In dark and empty skies

Nineteen years ago today, Peter Bellamy ended his life.

I didn’t pay much attention to folk music between about 1976 and 2001, so Bellamy’s death in 1991 passed me by. More to the point, I’m afraid that Bellamy’s career passed me by; I remember hearing one track by his unaccompanied vocal group The Young Tradition, but at the time I just didn’t get it. (Who would want to sing folk songs unaccompanied, in a raw and unadorned style that harked back to the way people used to sing them? What can I say, I was so much older then.)

After I started getting back into folk music, and in particular after I started spending time on the Mudcat, I began to hear Bellamy’s name dropped. I followed up a few suggestions and rapidly realised I’d been missing something big. Bluntly, anyone who thinks they know about the folk revival of the 1960s to 1980s and doesn’t know about Peter Bellamy is a bit like a classical music expert who’s never heard of J.S. Bach.

It’s hard to overstate Bellamy’s achievement – although not, sadly, his success. For me he towers over Ewan MacColl, and may even have the edge on Dolly Collins. Consider: here’s Bellamy in the role of (in his own words) “boring bleating old traddy”, singing a song from the Copper Family repertoire with Louis Killen singing harmony.

Here’s one of Bellamy’s settings of poems by Rudyard Kipling, sung by the Young Tradition (the poem can be found here).

And here’s an eighteenth-century broadside ballad sung by June Tabor:

I lied: “The Leaves in the Woodland” is a Bellamy composition – words and tune. It’s one of the highlights of his extraordinarily ambitious 1977 “ballad opera” The Transports, which tells the true story of a couple transported to Botany Bay in the late eighteenth century. In 1977 I had other things on my mind, musically speaking, and with one thing and another I didn’t hear The Transports until quite recently. I’m regretting that now – it’s stunning. It’s through-composed (music by Bellamy, arrangements by Dolly Collins) and played on period instruments; the lead roles are taken by Mike and Norma Waterson, with supporting parts for June Tabor, Nic Jones, Martin Carthy, Cyril Tawney and Bellamy himself, among others.

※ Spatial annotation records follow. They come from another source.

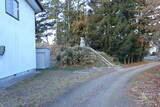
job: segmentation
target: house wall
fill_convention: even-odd
[[[0,0],[0,45],[6,46],[0,78],[36,68],[35,13],[25,0],[18,2],[19,21],[5,13],[5,0]]]

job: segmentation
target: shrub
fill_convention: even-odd
[[[56,59],[60,65],[93,65],[97,56],[86,47],[75,46],[60,50]]]

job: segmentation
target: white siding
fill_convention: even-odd
[[[0,78],[36,68],[34,11],[25,0],[18,2],[19,21],[5,13],[5,0],[0,0],[0,45],[6,46]]]

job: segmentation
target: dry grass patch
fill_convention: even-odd
[[[129,96],[139,107],[160,107],[160,66],[136,76],[130,83]]]

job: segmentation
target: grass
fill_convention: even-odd
[[[62,70],[62,71],[75,71],[75,70],[82,70],[87,68],[86,66],[53,66],[48,70]]]
[[[155,74],[160,74],[160,69],[154,71]]]
[[[72,87],[111,72],[74,73],[84,66],[53,66],[47,70],[0,91],[0,107],[39,107],[57,96],[68,92]],[[86,72],[88,69],[84,69]]]
[[[87,67],[84,67],[84,66],[57,66],[57,65],[55,65],[55,66],[53,66],[51,68],[40,70],[42,72],[40,72],[40,73],[38,73],[38,74],[28,78],[28,79],[20,81],[20,82],[16,83],[15,85],[13,85],[13,86],[11,86],[9,88],[10,89],[16,88],[16,87],[21,86],[23,84],[26,84],[26,83],[28,83],[30,81],[33,81],[36,78],[39,78],[39,77],[43,76],[45,73],[47,73],[47,72],[43,72],[43,71],[52,71],[52,72],[57,71],[57,70],[61,70],[61,71],[76,71],[76,70],[82,70],[82,69],[85,69],[85,68],[87,68]]]

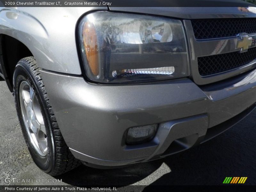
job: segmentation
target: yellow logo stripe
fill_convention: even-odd
[[[234,182],[234,183],[237,183],[237,181],[238,181],[239,178],[240,178],[240,177],[238,177],[236,178],[236,181]]]
[[[231,180],[231,182],[230,182],[230,183],[234,183],[234,181],[236,180],[236,177],[233,177],[233,179],[232,179],[232,180]]]

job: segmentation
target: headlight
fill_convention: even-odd
[[[178,20],[107,11],[79,26],[87,77],[101,83],[169,79],[188,75],[184,31]]]

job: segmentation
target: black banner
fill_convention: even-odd
[[[0,0],[0,7],[243,7],[241,0]]]
[[[256,186],[243,185],[226,185],[220,186],[0,186],[1,192],[78,192],[85,191],[111,191],[112,192],[156,191],[246,191],[256,192]]]

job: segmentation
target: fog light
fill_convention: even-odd
[[[148,141],[153,138],[157,129],[157,124],[131,127],[127,133],[127,144],[134,144]]]

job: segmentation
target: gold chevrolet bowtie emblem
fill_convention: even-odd
[[[237,40],[236,49],[240,49],[240,52],[247,52],[252,43],[252,38],[249,37],[246,33],[240,33],[237,36],[239,39]]]

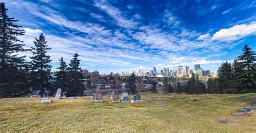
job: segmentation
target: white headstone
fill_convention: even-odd
[[[52,101],[51,100],[42,100],[41,101],[42,104],[45,104],[45,103],[50,103],[52,102]]]
[[[62,97],[62,89],[59,88],[57,90],[56,95],[55,95],[55,98],[59,99]]]

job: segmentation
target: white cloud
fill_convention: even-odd
[[[238,40],[256,33],[256,22],[248,25],[237,25],[227,29],[221,29],[216,32],[212,38],[213,40],[230,41]]]
[[[205,40],[205,39],[209,38],[209,36],[210,36],[210,34],[208,33],[201,35],[199,36],[199,37],[198,37],[197,40]]]

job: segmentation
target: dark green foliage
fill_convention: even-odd
[[[126,80],[127,83],[126,87],[129,89],[129,93],[132,94],[137,94],[136,85],[135,85],[136,79],[134,72]]]
[[[182,93],[182,87],[179,82],[177,83],[177,87],[176,88],[176,93]]]
[[[233,73],[232,66],[227,62],[224,62],[217,70],[218,93],[222,93],[225,88],[231,88],[232,86]]]
[[[69,87],[69,77],[68,75],[68,65],[66,62],[63,61],[62,57],[60,61],[59,66],[57,68],[58,71],[55,72],[55,77],[53,78],[54,92],[56,92],[59,88],[62,88],[62,92],[65,92]]]
[[[172,87],[171,83],[169,83],[167,85],[167,92],[168,93],[173,93],[173,87]]]
[[[234,63],[235,86],[238,92],[256,92],[256,53],[245,45]]]
[[[45,94],[44,91],[47,90],[52,92],[51,90],[51,68],[49,63],[51,61],[50,56],[46,55],[48,50],[47,41],[43,33],[39,36],[39,39],[36,38],[33,42],[35,48],[31,47],[33,56],[30,57],[31,59],[31,72],[30,75],[30,85],[33,91],[40,91],[41,97]]]
[[[27,50],[17,38],[25,32],[14,24],[18,20],[9,18],[7,10],[4,3],[0,3],[0,97],[15,97],[30,92],[25,56],[18,56],[19,52]]]
[[[152,89],[151,89],[151,92],[157,92],[157,82],[156,81],[153,81],[152,83]]]
[[[78,58],[77,53],[73,55],[68,69],[69,87],[66,94],[68,97],[82,95],[84,93],[84,86],[82,84],[83,70],[79,67],[80,60]]]

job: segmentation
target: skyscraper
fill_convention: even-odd
[[[190,69],[190,66],[186,66],[186,73],[188,73],[189,69]]]
[[[156,67],[153,68],[153,76],[156,76],[156,74],[157,73],[157,69]]]
[[[200,68],[200,64],[194,65],[194,70],[196,71],[197,69]]]
[[[178,68],[179,68],[179,72],[181,73],[182,71],[182,65],[179,65]]]

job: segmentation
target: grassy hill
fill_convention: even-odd
[[[256,93],[191,95],[144,92],[142,95],[142,104],[112,104],[110,95],[103,97],[103,104],[96,104],[89,97],[53,99],[53,103],[44,104],[39,98],[2,99],[0,131],[256,132],[255,112],[249,117],[231,115],[256,103]],[[187,100],[181,99],[188,97]],[[193,99],[201,100],[188,102]],[[163,105],[167,106],[160,107]],[[6,111],[9,113],[4,113]],[[218,123],[221,120],[231,123]]]

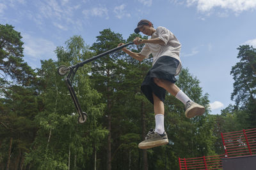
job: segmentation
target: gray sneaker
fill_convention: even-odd
[[[185,106],[185,116],[187,118],[193,118],[195,116],[200,116],[204,114],[205,108],[196,103],[188,101]]]
[[[145,140],[139,143],[138,147],[140,149],[148,149],[166,145],[168,142],[167,134],[165,132],[163,134],[160,134],[155,132],[154,130],[150,129],[145,138]]]

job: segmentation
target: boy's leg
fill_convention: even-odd
[[[157,78],[154,78],[154,81],[185,104],[186,117],[193,118],[195,116],[202,115],[205,111],[204,106],[192,101],[175,84]]]
[[[139,143],[141,149],[148,149],[167,144],[169,141],[164,132],[164,103],[154,93],[154,110],[155,111],[156,129],[151,129],[147,134],[145,139]]]
[[[164,106],[163,102],[161,101],[157,96],[154,93],[152,94],[156,120],[155,132],[162,134],[164,132]]]

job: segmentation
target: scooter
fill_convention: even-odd
[[[58,73],[60,76],[65,76],[65,74],[67,74],[67,73],[68,72],[69,72],[67,76],[65,78],[65,81],[66,81],[66,85],[68,88],[69,92],[70,93],[70,95],[73,99],[74,103],[75,104],[76,108],[78,112],[78,114],[79,115],[78,117],[78,120],[77,120],[79,123],[80,123],[80,124],[84,123],[85,121],[86,120],[88,115],[86,113],[83,112],[82,111],[82,108],[81,108],[80,103],[78,101],[77,97],[76,96],[75,90],[74,90],[74,88],[72,85],[73,78],[75,76],[76,73],[77,71],[77,69],[80,67],[83,66],[86,63],[88,63],[93,60],[97,60],[106,55],[115,52],[120,49],[122,49],[122,48],[123,48],[125,46],[127,46],[130,45],[132,45],[133,43],[134,43],[133,42],[129,43],[123,45],[122,46],[118,46],[118,47],[115,48],[112,50],[110,50],[108,52],[104,52],[101,54],[99,54],[99,55],[93,57],[90,59],[88,59],[84,61],[79,62],[79,63],[76,64],[75,66],[69,66],[69,67],[67,67],[65,66],[60,66],[60,67],[58,67]]]

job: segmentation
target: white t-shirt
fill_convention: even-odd
[[[152,65],[161,56],[166,55],[175,58],[180,62],[176,71],[176,75],[179,74],[181,70],[181,61],[179,57],[181,44],[174,34],[164,27],[158,27],[151,36],[150,39],[157,38],[163,40],[165,45],[162,46],[158,44],[145,43],[140,53],[145,56],[147,59],[152,53],[153,55]]]

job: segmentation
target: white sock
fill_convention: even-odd
[[[188,101],[192,101],[188,96],[186,95],[182,90],[179,90],[179,92],[176,94],[175,97],[178,99],[180,101],[186,104]]]
[[[159,134],[163,134],[164,132],[164,116],[162,114],[157,114],[155,115],[156,118],[156,128],[155,132]]]

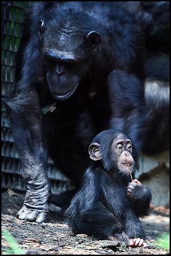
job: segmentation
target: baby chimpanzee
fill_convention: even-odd
[[[138,169],[131,141],[119,130],[104,131],[89,153],[91,166],[66,212],[73,232],[145,246],[138,218],[148,215],[151,195],[138,180],[129,182],[130,172]]]

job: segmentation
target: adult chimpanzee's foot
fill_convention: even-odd
[[[40,223],[45,221],[47,214],[47,212],[43,212],[43,211],[38,211],[36,209],[29,209],[24,205],[18,211],[16,216],[19,220],[24,220],[27,221],[36,221]]]
[[[17,218],[27,221],[43,222],[48,211],[48,184],[33,182],[27,184],[24,202],[16,214]]]

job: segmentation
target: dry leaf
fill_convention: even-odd
[[[75,248],[72,249],[66,249],[63,248],[58,252],[58,254],[70,254],[70,255],[99,255],[98,253],[94,250],[91,251],[86,251],[86,250],[77,250]]]
[[[68,225],[66,224],[56,224],[56,226],[57,227],[59,227],[60,228],[68,228]]]

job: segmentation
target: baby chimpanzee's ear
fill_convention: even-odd
[[[101,159],[101,154],[100,150],[100,144],[94,142],[89,145],[89,157],[94,161]]]

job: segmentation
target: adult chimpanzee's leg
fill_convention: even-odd
[[[49,195],[45,172],[47,155],[38,97],[34,89],[26,91],[26,88],[24,83],[19,83],[13,94],[4,99],[22,163],[21,173],[27,187],[24,205],[17,216],[20,220],[42,222],[48,212]]]
[[[121,70],[112,72],[108,82],[112,109],[110,126],[127,134],[139,152],[145,132],[144,83]]]

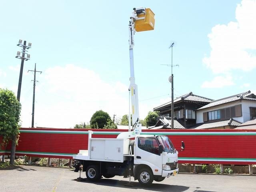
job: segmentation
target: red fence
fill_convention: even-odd
[[[94,129],[93,138],[115,138],[124,130]],[[20,129],[16,155],[72,158],[79,150],[87,150],[88,130]],[[143,130],[142,134],[168,135],[176,149],[181,141],[185,150],[179,161],[188,163],[256,164],[256,130]],[[10,146],[0,150],[10,154]]]

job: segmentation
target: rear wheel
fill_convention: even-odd
[[[141,169],[138,173],[137,178],[139,182],[143,185],[149,185],[154,180],[152,171],[148,168]]]
[[[96,165],[91,165],[87,167],[86,174],[87,179],[92,181],[98,180],[101,178],[100,169]]]

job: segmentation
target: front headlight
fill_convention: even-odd
[[[162,169],[166,171],[169,171],[171,170],[171,167],[170,165],[163,164]]]

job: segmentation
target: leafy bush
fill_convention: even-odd
[[[104,125],[106,124],[107,122],[111,119],[108,113],[100,110],[97,111],[92,115],[90,123],[92,128],[102,129]]]
[[[4,162],[0,162],[0,168],[6,168],[10,166],[8,161]]]
[[[39,163],[39,164],[40,165],[42,166],[44,164],[47,164],[48,163],[48,159],[47,159],[47,158],[46,158],[45,157],[44,158],[40,158],[40,162]]]
[[[233,170],[230,168],[227,168],[226,169],[225,169],[224,170],[224,172],[225,173],[226,173],[227,174],[233,174],[234,172],[233,171]]]
[[[18,159],[14,160],[14,165],[27,165],[28,164],[28,162],[24,159]]]
[[[108,129],[117,129],[117,126],[116,124],[114,123],[112,120],[109,120],[107,122],[107,124],[104,125],[103,128]]]
[[[204,173],[207,173],[207,166],[203,165],[202,166],[202,170]]]
[[[213,166],[213,167],[214,168],[215,173],[216,173],[217,174],[220,174],[220,165],[214,165]]]

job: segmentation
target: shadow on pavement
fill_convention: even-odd
[[[0,168],[0,170],[13,170],[19,168],[23,168],[22,167],[18,165],[10,165],[8,167],[5,168]]]
[[[201,191],[201,190],[196,190],[195,191],[194,191],[193,192],[214,192],[210,191]]]
[[[73,180],[78,181],[77,179]],[[100,185],[105,186],[111,186],[112,187],[120,187],[121,188],[126,188],[127,189],[142,189],[148,191],[156,191],[160,192],[170,192],[175,191],[175,192],[182,192],[189,188],[189,187],[180,185],[171,185],[160,183],[152,183],[149,186],[144,186],[140,184],[138,182],[132,182],[131,184],[132,186],[127,186],[125,185],[128,184],[128,182],[121,181],[111,179],[101,179],[97,182],[92,182],[86,178],[83,178],[80,181],[84,183],[90,183],[96,185]],[[201,192],[198,191],[198,192]]]

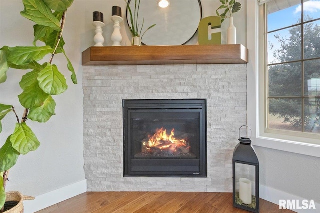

But the songs are the thing. Most folkies, even those most immersed in the traditional repertoire, never turn out more than a couple of songs which can be sung alongside traditional songs and not stand out. Exceptions are rare and striking (Tawney, MacColl, Dylan before he got bored and moved on). In The Transports, Bellamy basically wrote a whole album of them (a double album in its time – the CD version is 75 minutes long). Not only do his songs sound like long-lost traditional ballads, they each have a place in the plot of the opera – and in most cases advance it. The most remarkable example is “Roll down”, a shanty (sung by Cyril Tawney) which has entered the repertoire of contemporary shanty-singers like Kimber’s Men, despite the fact that its lyrics include a fairly detailed account of a transport ship’s voyage from England to Australia.

Not every song is as strong as “The Leaves in the Woodland”; come to that, not every singer sounds as good as June Tabor (Mike Waterson’s singing on this album is something of an acquired taste, to say nothing of Bellamy’s own). But The Transports is a towering achievement in anyone’s language. And I’ve scarcely scratched the surface of Bellamy’s traditional work, or his long and fruitful engagement with Kipling, to say nothing of his love of the blues and his ear for a cover.

I suppose I should say something about Bellamy’s politics, although it’s hard to know what. His father was Richard Bellamy, a fairly high-ranking member of the British Union of Fascists, but it would be absurd to label Peter Bellamy as an extreme right-winger. Certainly he was never on the Left, and regarded the radical wing of the folk revival with suspicion and hostility; I think he’d have agreed that traditional songs were songs of the people, but interpreted that last word more in patriotic than class terms. (What he would have made of the Imagined Village is anybody’s guess.) But at the end of the day I think he was genuinely uninterested in politics; a cultural patriot rather than a political nationalist. That he was a personal friend of Dick Gaughan speaks volumes; according to Gaughan, Bellamy “spent his life in the place Hugh MacDiarmid called “where extremes meet”, the place where I believe all artists should live”.

Bellamy’s suicide, at only 47, remains a tragedy and remains a mystery. Dick Gaughan commented,

it is my belief that Peter never quite produced the masterpiece which his talents suggested; he came close on many occasions but always gave the impression that each was just another step on the road to truly finding his real voice. I have a suspicion that frustration with this search may have played a part in his death.

“Try again, fail again. Fail better.” We all fail in the end, God knows, but few musicians ever tried so hard or so persistently, or failed with such superb results, as Peter Bellamy.

“Bernard, Bernard, he would say, this bloom of youth will not last forever: the fatal hour will come whose unappealable sentence cuts down all deceitful hopes; life will fail us like a false friend in the midst of our undertakings. Then, all our beautiful plans will fall to the ground; then, all our thoughts will vanish away.”